Paper 2. Question 1. Examiner Tips.

Standard
  • The passage will be literary and/or contain description of a person or place or both. You will have to be sensitive to atmosphere and show appreciation of the feelings of the characters in your response.
  • This question is rewarded not only for identification of relevant material in the passage but also inference, development of the ideas and use of supporting detail. There are therefore four types of content required to show advanced comprehension for a top mark out of 15 for Reading.
  • For full marks out of 5 for Writing you need to demonstrate structure, sequence, and ‘a wide range of original and appropriate language’.
  • It will help you enormously to highlight the material you are going to use in the text, and then write a quick plan in order to organise it into a logical structure before you start writing your response. This will enable you to avoid repetition and to make sure you are fully answering the question.
  • Use everything which is relevant, not just some of the material. On the other hand, there may be some parts which you should ignore because they are not covered by the question. • Do not drift away from the text; everything you write must be ‘tethered’ to the passage i.e. have a direct connection with it and be supported by references to it.

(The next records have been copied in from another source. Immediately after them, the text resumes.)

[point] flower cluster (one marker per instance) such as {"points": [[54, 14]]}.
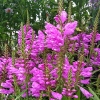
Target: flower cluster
{"points": [[48, 61]]}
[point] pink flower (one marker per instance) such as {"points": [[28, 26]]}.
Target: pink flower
{"points": [[70, 28], [8, 10], [85, 92], [56, 95], [62, 17]]}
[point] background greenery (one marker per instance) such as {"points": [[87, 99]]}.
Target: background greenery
{"points": [[39, 12]]}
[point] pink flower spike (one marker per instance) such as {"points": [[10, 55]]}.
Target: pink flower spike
{"points": [[85, 92], [63, 16], [56, 95]]}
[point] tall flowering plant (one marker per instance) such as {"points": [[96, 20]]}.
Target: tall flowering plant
{"points": [[46, 65]]}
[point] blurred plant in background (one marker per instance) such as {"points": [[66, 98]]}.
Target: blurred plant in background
{"points": [[13, 12]]}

  • Before you start writing, decide how formal the task is and adopt an appropriate tone. No question in an exam assessing your ability to use educated English will expect you to use slang or jargon or non-sentences, so expect to have to write in a reasonably formal style whoever your audience is and whatever the task. Even a letter to a relative will be someone distant or older, such as an uncle whom you haven’t met recently, and a report to your fellow students will be official or for publication in the school magazine. It is essential to remember who your audience is and to address them directly as ‘you’.
  • Though you can use short quotations from the passage within your response, you should not copy big chunks of text and you should use your own words when not actually giving details.

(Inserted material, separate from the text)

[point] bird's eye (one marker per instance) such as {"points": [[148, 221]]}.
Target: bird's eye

  • If the question has several parts you can either integrate the two, e.g. advantages and disadvantages, or deal with them separately. You can decide on your own structure for your answer, but what matters is that there should be a structure of some kind, and one which the reader can discern.
  • It is time-wasting and does not achieve anything to try to design your answer in the layout which you think might be appropriate in real life, e.g. dividing a newspaper report into columns and adding drawings and extraneous advertising material. This cannot be rewarded and can distract you from the real task of providing appropriate and accurate content for your response.
  • What is important is that your answer should be divided into paragraphs, as all continuous prose should be.
  • If you are given bullet points to remind you what should be included, use them to check you have covered what is required, and they can also help you to structure your answer. The material from the passage should be put into the appropriate section and not repeated.
  • Do not add extra sections, for instance where you are given which questions to ask in an interview, stick to those questions only. It makes the response too fragmented or less focused if you add more.